Meine anfängliche Sorge, dass sich Einzel-Episoden-Reviews aufgrund der Kürze der Folgen als unsinnig herausstellen könnten, hat sich spätestens mit „it takes a psycho“ begraben. Erneut bekommen wir eine halbe Stunde „Barry“ zu sehen, die mit so ziemlich allem vollgepackt ist, was die Serie ausmacht. Nur Barry kommt dieses Mal extrem kurz. Das macht aber nichts, schweben sein bedrohliches Ich sowie vor allem die Konsequenzen seiner Taten stets über allen anderen Figuren, die diese ausbaden müssen.

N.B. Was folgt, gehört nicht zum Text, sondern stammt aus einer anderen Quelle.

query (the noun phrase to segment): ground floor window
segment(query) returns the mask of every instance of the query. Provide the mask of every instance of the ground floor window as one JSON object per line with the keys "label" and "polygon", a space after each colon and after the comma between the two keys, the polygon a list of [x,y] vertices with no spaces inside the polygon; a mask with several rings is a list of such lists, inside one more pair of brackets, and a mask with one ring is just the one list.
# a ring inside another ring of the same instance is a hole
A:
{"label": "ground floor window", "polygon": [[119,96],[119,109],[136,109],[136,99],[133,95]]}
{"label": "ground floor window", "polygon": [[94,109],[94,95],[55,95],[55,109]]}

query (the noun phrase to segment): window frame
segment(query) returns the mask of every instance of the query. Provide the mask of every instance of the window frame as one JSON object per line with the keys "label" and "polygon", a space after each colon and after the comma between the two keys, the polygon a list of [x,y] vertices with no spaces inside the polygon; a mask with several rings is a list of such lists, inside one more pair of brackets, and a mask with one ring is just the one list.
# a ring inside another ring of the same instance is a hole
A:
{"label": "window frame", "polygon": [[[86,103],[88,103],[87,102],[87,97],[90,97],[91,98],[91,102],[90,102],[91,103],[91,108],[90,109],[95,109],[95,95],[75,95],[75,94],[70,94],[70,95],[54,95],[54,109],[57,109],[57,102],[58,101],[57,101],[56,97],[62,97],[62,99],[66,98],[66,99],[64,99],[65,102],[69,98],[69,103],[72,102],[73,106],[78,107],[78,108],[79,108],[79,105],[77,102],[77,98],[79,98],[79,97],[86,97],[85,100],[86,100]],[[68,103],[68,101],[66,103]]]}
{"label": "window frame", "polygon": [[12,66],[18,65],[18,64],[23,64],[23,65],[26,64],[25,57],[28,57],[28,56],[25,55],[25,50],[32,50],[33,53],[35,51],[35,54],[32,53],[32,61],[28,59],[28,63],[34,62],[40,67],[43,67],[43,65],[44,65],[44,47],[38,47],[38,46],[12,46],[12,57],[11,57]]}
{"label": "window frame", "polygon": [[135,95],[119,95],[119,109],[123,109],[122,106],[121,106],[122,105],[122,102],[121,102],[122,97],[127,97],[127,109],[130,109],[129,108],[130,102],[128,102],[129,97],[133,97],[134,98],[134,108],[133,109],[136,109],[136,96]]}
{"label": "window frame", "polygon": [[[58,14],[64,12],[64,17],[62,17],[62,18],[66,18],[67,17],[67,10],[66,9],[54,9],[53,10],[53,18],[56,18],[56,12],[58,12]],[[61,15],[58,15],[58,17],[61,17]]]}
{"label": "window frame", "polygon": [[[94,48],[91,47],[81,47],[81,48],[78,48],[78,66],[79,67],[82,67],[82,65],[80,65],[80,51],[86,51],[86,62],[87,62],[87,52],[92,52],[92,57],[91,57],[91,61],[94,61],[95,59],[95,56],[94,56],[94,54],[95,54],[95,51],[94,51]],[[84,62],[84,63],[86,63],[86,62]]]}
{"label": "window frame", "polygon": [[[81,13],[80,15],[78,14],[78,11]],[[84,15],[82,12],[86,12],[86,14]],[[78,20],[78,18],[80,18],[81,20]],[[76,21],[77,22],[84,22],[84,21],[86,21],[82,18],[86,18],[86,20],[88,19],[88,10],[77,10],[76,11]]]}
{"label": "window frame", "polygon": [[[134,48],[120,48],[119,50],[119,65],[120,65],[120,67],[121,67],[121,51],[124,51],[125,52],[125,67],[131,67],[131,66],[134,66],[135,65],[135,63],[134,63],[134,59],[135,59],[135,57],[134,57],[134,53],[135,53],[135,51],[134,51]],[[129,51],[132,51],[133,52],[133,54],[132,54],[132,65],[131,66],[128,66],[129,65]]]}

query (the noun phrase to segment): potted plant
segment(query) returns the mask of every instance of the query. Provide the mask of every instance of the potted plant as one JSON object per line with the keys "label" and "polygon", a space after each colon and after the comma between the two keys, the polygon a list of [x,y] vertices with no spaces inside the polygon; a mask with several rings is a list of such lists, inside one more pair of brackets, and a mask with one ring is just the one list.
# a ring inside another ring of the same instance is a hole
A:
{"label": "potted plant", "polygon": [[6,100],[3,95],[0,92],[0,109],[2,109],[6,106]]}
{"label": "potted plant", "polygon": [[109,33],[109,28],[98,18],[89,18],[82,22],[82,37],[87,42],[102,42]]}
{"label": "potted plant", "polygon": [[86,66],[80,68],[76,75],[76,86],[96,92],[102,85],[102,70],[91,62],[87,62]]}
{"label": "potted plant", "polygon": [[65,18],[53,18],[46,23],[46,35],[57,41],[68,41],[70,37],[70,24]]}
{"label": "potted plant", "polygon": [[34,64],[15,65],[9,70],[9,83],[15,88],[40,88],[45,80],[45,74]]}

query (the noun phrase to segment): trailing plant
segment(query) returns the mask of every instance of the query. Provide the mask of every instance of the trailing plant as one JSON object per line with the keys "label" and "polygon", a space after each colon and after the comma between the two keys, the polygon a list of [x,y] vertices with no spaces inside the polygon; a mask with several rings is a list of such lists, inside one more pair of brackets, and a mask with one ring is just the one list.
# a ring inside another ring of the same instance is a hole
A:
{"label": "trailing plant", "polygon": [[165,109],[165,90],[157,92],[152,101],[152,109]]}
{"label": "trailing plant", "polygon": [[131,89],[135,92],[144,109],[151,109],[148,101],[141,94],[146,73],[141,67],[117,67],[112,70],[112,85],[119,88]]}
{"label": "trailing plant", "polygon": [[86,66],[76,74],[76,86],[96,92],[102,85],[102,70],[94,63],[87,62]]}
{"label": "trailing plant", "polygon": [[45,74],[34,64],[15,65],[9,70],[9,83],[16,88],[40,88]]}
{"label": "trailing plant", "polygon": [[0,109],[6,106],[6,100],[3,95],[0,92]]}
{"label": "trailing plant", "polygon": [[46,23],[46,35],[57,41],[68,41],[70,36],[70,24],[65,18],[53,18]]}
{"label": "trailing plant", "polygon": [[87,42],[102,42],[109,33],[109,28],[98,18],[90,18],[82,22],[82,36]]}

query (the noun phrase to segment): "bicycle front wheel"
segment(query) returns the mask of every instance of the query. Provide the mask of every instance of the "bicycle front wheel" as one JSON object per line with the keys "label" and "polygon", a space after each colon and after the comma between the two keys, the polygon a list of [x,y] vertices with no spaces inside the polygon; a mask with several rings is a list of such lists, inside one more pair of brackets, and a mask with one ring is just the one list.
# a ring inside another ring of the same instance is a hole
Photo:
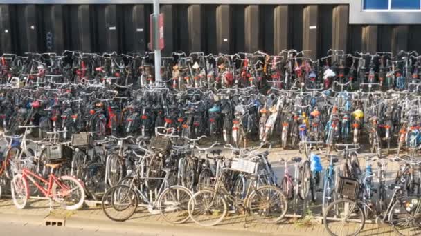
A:
{"label": "bicycle front wheel", "polygon": [[265,224],[279,222],[287,213],[288,204],[282,191],[273,186],[264,186],[253,192],[247,200],[250,215]]}
{"label": "bicycle front wheel", "polygon": [[201,190],[188,201],[188,215],[202,226],[215,226],[224,219],[228,211],[226,201],[216,192]]}
{"label": "bicycle front wheel", "polygon": [[323,215],[325,228],[332,236],[355,236],[364,227],[366,217],[357,202],[340,199],[329,204]]}
{"label": "bicycle front wheel", "polygon": [[102,211],[112,220],[124,222],[133,215],[138,202],[137,194],[132,188],[127,185],[116,185],[104,194]]}
{"label": "bicycle front wheel", "polygon": [[84,202],[84,190],[78,179],[70,176],[62,176],[54,181],[51,193],[55,201],[66,210],[78,210]]}
{"label": "bicycle front wheel", "polygon": [[389,215],[389,223],[393,231],[401,236],[415,236],[421,235],[421,217],[415,210],[408,213],[405,206],[397,201],[392,206]]}
{"label": "bicycle front wheel", "polygon": [[312,177],[312,170],[310,169],[310,164],[309,161],[304,162],[301,167],[301,176],[300,183],[301,188],[299,195],[301,199],[305,199],[308,196],[310,189],[310,179]]}
{"label": "bicycle front wheel", "polygon": [[158,200],[161,215],[170,223],[186,222],[188,215],[188,201],[191,192],[183,186],[172,186],[165,189]]}

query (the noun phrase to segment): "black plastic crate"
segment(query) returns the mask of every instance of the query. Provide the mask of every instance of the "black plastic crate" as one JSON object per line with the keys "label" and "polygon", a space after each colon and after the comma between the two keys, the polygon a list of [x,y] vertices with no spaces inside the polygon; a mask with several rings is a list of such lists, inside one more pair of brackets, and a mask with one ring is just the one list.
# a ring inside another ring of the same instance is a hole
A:
{"label": "black plastic crate", "polygon": [[337,183],[337,193],[343,197],[356,199],[359,194],[359,181],[353,178],[339,176]]}
{"label": "black plastic crate", "polygon": [[89,132],[81,132],[71,135],[71,146],[91,146],[91,135]]}
{"label": "black plastic crate", "polygon": [[64,145],[53,145],[47,148],[47,160],[50,162],[60,162],[71,159],[73,150]]}
{"label": "black plastic crate", "polygon": [[151,148],[157,153],[168,153],[171,150],[171,139],[165,136],[156,136],[150,141]]}

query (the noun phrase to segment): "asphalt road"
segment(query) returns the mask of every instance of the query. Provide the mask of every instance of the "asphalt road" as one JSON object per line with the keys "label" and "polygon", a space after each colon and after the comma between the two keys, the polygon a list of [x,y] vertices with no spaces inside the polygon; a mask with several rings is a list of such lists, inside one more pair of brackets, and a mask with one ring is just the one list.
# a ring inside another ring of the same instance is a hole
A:
{"label": "asphalt road", "polygon": [[93,230],[90,228],[78,228],[69,227],[57,226],[44,226],[42,225],[30,224],[21,222],[0,222],[0,228],[3,235],[14,236],[46,236],[46,235],[60,235],[60,236],[155,236],[156,233],[146,233],[143,232],[111,232],[101,230],[99,229]]}
{"label": "asphalt road", "polygon": [[[84,226],[82,224],[79,226],[71,226],[65,227],[58,226],[45,226],[42,224],[28,223],[18,221],[10,222],[7,220],[0,220],[0,228],[2,235],[13,236],[184,236],[184,235],[205,235],[214,236],[215,232],[208,229],[208,230],[197,230],[194,228],[184,228],[182,226],[172,226],[169,228],[156,228],[155,230],[150,228],[142,230],[140,227],[125,227],[120,225],[119,227],[110,227],[96,224],[95,226],[89,226],[86,224]],[[97,222],[95,222],[97,223]],[[113,229],[114,228],[114,229]],[[248,232],[238,232],[233,230],[232,233],[218,232],[219,235],[229,236],[252,236],[252,235],[271,235],[271,233],[260,234]],[[280,232],[276,234],[278,236],[297,236],[296,234],[289,234],[288,233]]]}

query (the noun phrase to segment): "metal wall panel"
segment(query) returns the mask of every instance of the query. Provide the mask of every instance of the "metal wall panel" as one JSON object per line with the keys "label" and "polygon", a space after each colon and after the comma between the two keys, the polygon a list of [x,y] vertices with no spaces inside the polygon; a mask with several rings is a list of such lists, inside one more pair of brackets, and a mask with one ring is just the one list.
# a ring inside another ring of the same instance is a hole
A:
{"label": "metal wall panel", "polygon": [[[161,6],[165,47],[217,54],[330,48],[348,52],[421,52],[420,25],[350,25],[348,5]],[[144,52],[150,4],[0,5],[0,52]]]}
{"label": "metal wall panel", "polygon": [[12,43],[15,30],[12,27],[14,8],[13,6],[0,5],[0,52],[15,51]]}

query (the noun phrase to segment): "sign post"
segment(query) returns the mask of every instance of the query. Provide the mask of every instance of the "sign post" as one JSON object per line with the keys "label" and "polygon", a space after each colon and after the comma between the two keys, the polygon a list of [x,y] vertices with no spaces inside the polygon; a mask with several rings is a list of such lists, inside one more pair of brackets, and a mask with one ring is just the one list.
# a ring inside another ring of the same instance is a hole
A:
{"label": "sign post", "polygon": [[155,81],[161,81],[161,50],[163,48],[163,16],[159,14],[159,0],[154,0],[154,14],[151,15],[151,50],[155,54]]}

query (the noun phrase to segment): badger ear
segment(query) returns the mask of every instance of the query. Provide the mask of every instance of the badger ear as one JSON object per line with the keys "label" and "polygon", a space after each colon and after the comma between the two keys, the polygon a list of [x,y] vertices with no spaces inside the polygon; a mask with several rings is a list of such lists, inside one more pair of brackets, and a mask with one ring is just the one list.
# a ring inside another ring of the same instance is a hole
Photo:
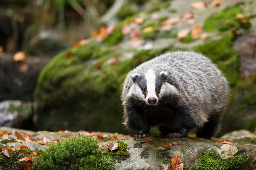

Das beginnt mit Fuches, der im Gefängnis enorm einstecken muss. Dieses Mal von den Sicherheitskräften, die Informationen aus ihm herausprügeln wollen und sich vor Verausgabung abwechseln und hydrieren müssen. Fuches wusste zwar von dem geplanten Attentat, von Barrys angeblichen Plan weiß er jedoch nichts – den gab es ja nie. So verschafft er sich unter den Insassen Respekt, obwohl er eigentlich gar nichts (konkretes) sagen kann.
„I got… zero bars. This is perfect! Fantastic. There’s no way you can talk to the press.“ (Tom)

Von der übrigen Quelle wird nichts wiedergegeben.